Aircraft carrier-sized asteroid passes close to Earth
A huge asteroid is making its closest approach to Earth in 200 years this morning, but astronomers say there is no chance of a collision.
The 2005 YU55 asteroid is about the size of an aircraft carrier, but will not be visible to the naked eye when it passes about 10:30am AEDT.
"Frankly, for anybody, this is going to be really hard to see. This is 100 times more dim than what the human eye can see. You need a good telescope," NASA spokeswoman Veronica McGregor said.
The near-spherical asteroid often travels in the vicinity of Earth, Mars and Venus, but NASA says today's encounter will be "the closest it has come for at least the last 200 years".

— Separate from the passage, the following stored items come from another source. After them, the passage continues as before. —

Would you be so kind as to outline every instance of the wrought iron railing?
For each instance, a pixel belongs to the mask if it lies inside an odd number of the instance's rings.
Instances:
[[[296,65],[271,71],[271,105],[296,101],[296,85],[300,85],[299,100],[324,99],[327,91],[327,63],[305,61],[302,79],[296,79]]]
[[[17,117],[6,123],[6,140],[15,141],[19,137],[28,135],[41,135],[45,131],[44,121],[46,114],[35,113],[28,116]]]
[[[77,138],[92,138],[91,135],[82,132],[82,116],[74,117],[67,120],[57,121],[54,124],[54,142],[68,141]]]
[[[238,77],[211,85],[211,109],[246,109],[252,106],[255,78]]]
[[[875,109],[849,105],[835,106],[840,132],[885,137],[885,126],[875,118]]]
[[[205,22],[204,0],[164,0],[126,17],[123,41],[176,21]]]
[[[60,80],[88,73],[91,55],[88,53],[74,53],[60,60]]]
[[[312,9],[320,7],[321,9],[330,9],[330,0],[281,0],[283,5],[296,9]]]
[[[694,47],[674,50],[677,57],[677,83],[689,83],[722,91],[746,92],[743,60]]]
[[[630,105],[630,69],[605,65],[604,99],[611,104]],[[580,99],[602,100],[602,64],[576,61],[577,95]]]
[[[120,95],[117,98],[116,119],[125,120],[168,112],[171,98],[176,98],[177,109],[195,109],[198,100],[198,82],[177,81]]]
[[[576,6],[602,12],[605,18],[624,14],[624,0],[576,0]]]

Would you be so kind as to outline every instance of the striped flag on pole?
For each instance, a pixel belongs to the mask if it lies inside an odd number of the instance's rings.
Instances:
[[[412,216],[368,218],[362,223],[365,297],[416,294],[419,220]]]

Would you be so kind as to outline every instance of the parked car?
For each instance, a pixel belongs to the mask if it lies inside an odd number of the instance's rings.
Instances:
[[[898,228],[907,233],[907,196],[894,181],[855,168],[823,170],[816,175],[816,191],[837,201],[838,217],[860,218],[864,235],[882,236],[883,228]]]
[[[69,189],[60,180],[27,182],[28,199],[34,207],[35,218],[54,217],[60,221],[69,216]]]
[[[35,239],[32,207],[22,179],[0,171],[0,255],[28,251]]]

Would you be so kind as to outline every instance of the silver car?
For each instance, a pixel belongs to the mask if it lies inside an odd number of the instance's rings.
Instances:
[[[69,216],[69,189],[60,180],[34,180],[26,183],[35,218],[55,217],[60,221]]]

Other asteroids of this size pass by Earth frequently although the last such event happened in 1976 and the next will not happen again until 2028, when an asteroid called 2001 WN5 will skim about halfway between the moon and Earth.
The YU55, which is about 400 metres in diameter, is expected to pass a bit further away: a distance of about 325,000 kilometres from the centre of the Earth.
Ms McGregor says the space rock's closest pass will be off the Pacific Coast of Central America south-west of Guatemala City.
"2005 YU55 is one of the potentially hazardous asteroids that make close approaches from time to time because their orbits either approach or intersect the orbit of the Earth," said Robert McMillan, an associate research scientist at the University of Arizona.
Mr McMillan discovered the asteroid in 2005 as part of the university's Spacewatch Project, a solar-system-scanning group of scientists near Tucson, Arizona.
However, astronomers know from analysing the trajectory of the asteroid that it will not hit Earth this time.